“L'envoi de nudes est une dérive dangereuse pour les jeunes” (Sabrina Philippe, psychologue)
À l’ère de l’hyper-connexion numérique, l’envoi de nudes (ces photos dénudées ou complètement nues prises avec un smartphone) fait partie des nouvelles pratiques sexuelles, notamment chez les jeunes. Une étude franco-belge révèle l'ampleur de ce phénomène.
Les chercheurs ont interrogé 10 700 participants français et belges francophones, âgés de 13 à 25 ans (7545 femmes et 3155 hommes). Le recrutement s’est réalisé principalement en ligne sur les réseaux sociaux. Les résultats de l’étude ont été publiés sur ScienceDirect.
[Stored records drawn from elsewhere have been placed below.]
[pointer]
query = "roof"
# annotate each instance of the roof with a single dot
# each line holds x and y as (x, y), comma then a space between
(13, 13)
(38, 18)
Un usage largement répandu mais problématique
Les échanges de photos et vidéos sont apparus largement répandus chez les jeunes interrogés, puisque 74,5% des jeunes interrogés en ont déjà envoyé.
Elle découle souvent - et heureusement - de leur propre initiative : c’est le cas pour 82,76% d’entre eux.
Mais parfois, la demande vient du partenaire, ce qui peut poser problème. Ils sont 64,07% à avoir déjà eu une demande d’envoi de nudes de la part de leur partenaire.
“L’envoi de nudes est clairement problématique puisque bon nombre de jeunes sont pseudo-volontaires lorsque c'est l’autre qui est demandeur. Ils peuvent ainsi subir une pression ou du chantage. Et s’ils ne répondent pas à la demande, ils peuvent se voir critiquer ou attaquer : la dérive est là”, commente Sabrina Philippe, psychologue.
Le fléau du revenge porn
La deuxième dérive dans l’envoi des nudes “est que nous ne savons pas à quelles fins ils vont être utilisés, nous vivons dans une société où l’image ne peut pas être contrôlée”, explique Sabrina Philippe. “Il arrive assez souvent qu’ils circulent lorsqu’il y a une rupture amoureuse ou une volonté vindicative” : c’est ce qu’on appelle du revenge porn.
Selon l’étude, les jeunes victimes ne sollicitent que peu l’aide d’un adulte. Ils sont encore moins à solliciter les forces de l’ordre puisqu’ils sont seulement 7,95 % à avoir déposé une plainte.
“Et même si le nude n’est pas publié, il peut y avoir une menace de publication : il y a quelque chose d’extrêmement pervers là-dedans. Nous sommes quasiment sur du viol d’images”, reprend la psychologue.
Une appréciation positive des nudes qui s’intègre dans la dictature de l’image
L’étude rapporte que les jeunes ont une appréciation de cette pratique, qui est intégrée à leur sexualité, “majoritairement positive”.
Comment l’envoi de nudes peut-il être si bien vu par les jeunes alors qu’ils sont parfois forcés à le faire ? “Parce que nous vivons dans une dictature de l’image et des réseaux sociaux, où ce que l’on montre est plus important que ce que l’on vit”, explique Sabrina Philippe.
L’appréciation positive des jeunes “colle également à la démocratisation de la pornographie, aujourd’hui accessible à toutes et tous”, constate la psychologue.